Zur Begründung führte die belangte Behörde dazu im Wesentlichen aus, dass der Pfudabach in der Anlage zu § 1 Abs. 1 der Verordnung der Oberösterreichischen Landesregierung über den Landschaftsschutz im Bereich von Flüssen und Bächen, LGBl. Nr. 107/1982 idF LGBl. Nr. 4/1987, aufgezählt sei und der Natur- und Landschaftsschutz auch für einen 50 m breiten Geländestreifen entlang der Ufer seiner Zubringerbäche, darunter auch des Raadingerbaches, gelte.

Die Errichtung des Clubgebäudes im 50 m-Uferschutzbereich des Raadingerbaches stelle einen erheblichen Eingriff und eine massive Beeinträchtigung des Landschaftsbildes dar.

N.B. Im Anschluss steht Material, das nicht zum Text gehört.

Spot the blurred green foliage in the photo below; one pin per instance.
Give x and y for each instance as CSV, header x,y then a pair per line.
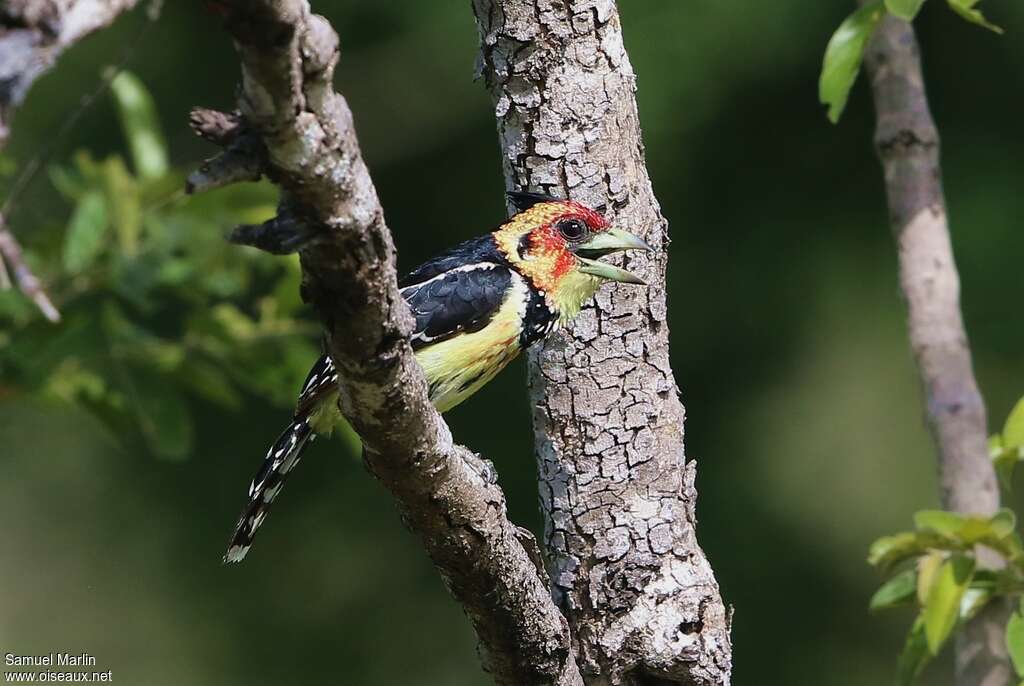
x,y
788,345
846,48
157,306
940,573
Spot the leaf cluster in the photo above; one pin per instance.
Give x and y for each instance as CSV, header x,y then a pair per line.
x,y
935,567
846,48
161,315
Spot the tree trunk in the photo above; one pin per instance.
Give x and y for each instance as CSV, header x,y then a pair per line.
x,y
616,495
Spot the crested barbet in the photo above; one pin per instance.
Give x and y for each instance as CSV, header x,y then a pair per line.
x,y
476,307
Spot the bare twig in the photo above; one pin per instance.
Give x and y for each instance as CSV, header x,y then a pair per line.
x,y
637,589
288,57
10,253
907,143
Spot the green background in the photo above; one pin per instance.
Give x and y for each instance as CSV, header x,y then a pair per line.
x,y
787,343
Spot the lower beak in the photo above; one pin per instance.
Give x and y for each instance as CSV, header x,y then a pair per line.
x,y
606,243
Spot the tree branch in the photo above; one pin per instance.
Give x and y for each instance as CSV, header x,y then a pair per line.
x,y
907,143
288,58
617,497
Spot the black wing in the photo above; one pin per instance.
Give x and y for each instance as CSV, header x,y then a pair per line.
x,y
474,251
462,300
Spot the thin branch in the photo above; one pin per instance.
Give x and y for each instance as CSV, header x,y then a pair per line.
x,y
288,57
10,253
907,142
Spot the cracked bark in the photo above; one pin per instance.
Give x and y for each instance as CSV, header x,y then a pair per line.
x,y
907,143
617,497
288,58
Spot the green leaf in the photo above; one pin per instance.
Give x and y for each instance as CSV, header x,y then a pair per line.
x,y
904,9
1005,462
1015,642
940,521
891,550
942,608
1004,522
86,230
163,416
209,381
914,655
1013,430
125,203
974,599
966,9
928,567
843,57
897,591
140,126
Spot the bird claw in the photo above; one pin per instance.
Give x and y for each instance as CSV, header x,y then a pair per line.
x,y
280,236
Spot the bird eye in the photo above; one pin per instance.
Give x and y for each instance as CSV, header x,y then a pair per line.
x,y
572,229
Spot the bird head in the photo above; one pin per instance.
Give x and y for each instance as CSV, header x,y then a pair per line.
x,y
556,245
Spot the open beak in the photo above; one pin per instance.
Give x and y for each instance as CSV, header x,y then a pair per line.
x,y
606,243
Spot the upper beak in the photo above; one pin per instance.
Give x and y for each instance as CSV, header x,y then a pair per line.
x,y
606,243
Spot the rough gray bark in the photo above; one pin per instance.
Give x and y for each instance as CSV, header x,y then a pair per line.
x,y
907,142
288,58
616,494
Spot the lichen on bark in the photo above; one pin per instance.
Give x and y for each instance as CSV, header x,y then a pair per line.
x,y
615,490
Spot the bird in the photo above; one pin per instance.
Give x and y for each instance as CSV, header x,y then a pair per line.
x,y
476,307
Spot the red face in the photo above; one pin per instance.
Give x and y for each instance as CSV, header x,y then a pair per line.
x,y
559,228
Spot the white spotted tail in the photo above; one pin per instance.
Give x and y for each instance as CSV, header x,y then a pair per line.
x,y
281,460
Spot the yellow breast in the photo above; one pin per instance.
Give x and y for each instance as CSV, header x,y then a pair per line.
x,y
459,367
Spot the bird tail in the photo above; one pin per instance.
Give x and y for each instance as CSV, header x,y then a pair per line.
x,y
281,460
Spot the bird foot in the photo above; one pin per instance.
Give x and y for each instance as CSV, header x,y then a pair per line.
x,y
281,236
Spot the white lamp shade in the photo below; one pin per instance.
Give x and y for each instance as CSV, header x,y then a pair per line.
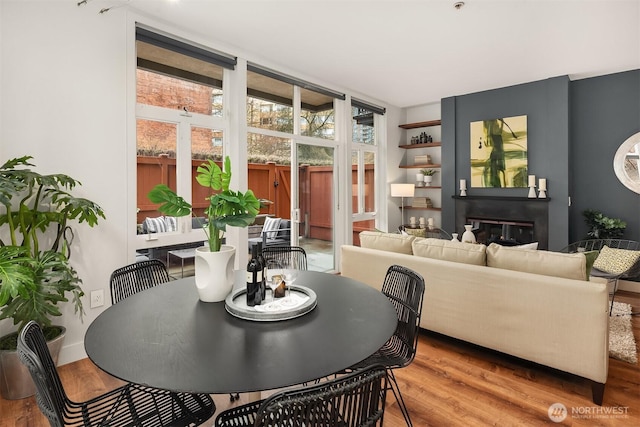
x,y
402,190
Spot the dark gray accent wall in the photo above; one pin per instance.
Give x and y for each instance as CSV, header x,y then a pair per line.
x,y
546,105
605,111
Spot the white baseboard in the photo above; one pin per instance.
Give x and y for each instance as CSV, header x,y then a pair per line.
x,y
627,285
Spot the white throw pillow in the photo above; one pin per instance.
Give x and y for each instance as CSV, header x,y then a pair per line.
x,y
155,225
270,227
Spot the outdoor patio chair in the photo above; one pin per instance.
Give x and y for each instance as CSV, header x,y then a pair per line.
x,y
133,278
612,275
128,405
353,400
286,255
405,290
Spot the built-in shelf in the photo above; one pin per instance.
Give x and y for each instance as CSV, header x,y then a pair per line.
x,y
419,166
426,145
418,208
508,199
421,124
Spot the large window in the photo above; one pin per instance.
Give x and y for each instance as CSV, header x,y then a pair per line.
x,y
180,122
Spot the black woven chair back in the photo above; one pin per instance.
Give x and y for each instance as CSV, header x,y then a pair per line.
x,y
129,405
133,278
353,400
405,290
597,244
34,354
286,255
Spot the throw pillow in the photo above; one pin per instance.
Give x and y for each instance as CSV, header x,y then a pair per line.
x,y
591,258
615,261
171,223
531,246
446,250
155,225
386,242
418,232
270,227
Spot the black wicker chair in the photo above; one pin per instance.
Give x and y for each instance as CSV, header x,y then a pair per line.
x,y
612,278
129,405
405,290
286,255
136,277
353,400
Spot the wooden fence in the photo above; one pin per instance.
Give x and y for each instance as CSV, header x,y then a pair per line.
x,y
267,181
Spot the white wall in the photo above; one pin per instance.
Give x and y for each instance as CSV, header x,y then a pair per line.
x,y
64,100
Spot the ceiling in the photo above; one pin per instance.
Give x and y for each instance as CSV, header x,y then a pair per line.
x,y
413,52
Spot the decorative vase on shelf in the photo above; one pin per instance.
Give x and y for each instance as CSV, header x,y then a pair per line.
x,y
468,236
214,273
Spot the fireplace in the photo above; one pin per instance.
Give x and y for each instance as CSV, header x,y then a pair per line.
x,y
505,220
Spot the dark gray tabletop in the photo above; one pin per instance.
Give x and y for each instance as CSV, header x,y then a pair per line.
x,y
165,337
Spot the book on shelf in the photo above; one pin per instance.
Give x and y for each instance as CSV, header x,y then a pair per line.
x,y
422,202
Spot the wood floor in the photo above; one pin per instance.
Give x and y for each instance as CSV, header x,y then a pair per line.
x,y
450,383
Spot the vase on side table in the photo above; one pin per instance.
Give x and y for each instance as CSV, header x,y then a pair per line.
x,y
468,236
214,272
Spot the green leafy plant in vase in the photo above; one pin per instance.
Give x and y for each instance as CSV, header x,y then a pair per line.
x,y
226,208
35,246
428,175
603,227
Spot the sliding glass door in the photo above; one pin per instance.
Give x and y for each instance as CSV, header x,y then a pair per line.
x,y
315,204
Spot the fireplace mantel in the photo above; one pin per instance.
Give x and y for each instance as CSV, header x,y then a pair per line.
x,y
524,209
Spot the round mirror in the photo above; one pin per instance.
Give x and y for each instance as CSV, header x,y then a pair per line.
x,y
626,163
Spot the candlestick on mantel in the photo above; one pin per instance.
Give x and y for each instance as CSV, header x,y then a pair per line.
x,y
532,186
463,187
542,188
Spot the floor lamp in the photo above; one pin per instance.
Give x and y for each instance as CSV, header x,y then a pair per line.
x,y
402,190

Dies ergebe sich zweifelsfrei aus dem Gutachten der als Amtssachverständige beigezogenen Landesbeauftragten für Natur- und Landschaftsschutz, die den Nahbereich des Clubgebäudes als einen aus landschaftsästhetischer und ökologischer Sicht hochwertigen Naturraum beschrieben habe, der einerseits vom Raadingerbach mit seinen beidseitigen Uferbegleitgehölzen und andererseits von der südwestlich angrenzenden aufgelassenen Mergelgrube geprägt werde. Diese Mergelgrube stelle mit ihren bestockten Einhängen, einer naturbelassenen Steilwand und den an der Sohle befindlichen Wiesenflächen einen wertvollen Lebensraum für zahlreiche Pflanzen und Tiere dar.

Das verfahrensgegenständliche Objekt sei bereits konsenslos errichtet worden. Aus den im Akt liegenden Lichtbildern sei erkennbar, dass es mit seiner geometrischen Baumasse sowie der Ausgestaltung und Situierung im betroffenen Bereich als Fremdkörper wirksam und als künstliches Element im Landschaftsbild wahrnehmbar sei. Dadurch erhalte die von natürlichen und kulturlandschaftlichen Strukturen gekennzeichnete Landschaftsgestalt eine neue Prägung. Vor Errichtung des Objekts sei eine ausgewogene Kultur- und Naturlandschaft mit Uferbegleitgehölzen, Bachlauf, Mischwaldbeständen etc. landschaftsbestimmend gewesen. Durch die Errichtung der Hütte bestehe nunmehr ein anthropogen belastetes Landschaftsbild. Andere Baulichkeiten befänden sich erst in 130 bzw. 200 m Entfernung in nordöstlicher und nordwestlicher Richtung. Das Clubgebäude trete somit als singulärer Eingriff in diese Landschaftsstruktur in Erscheinung.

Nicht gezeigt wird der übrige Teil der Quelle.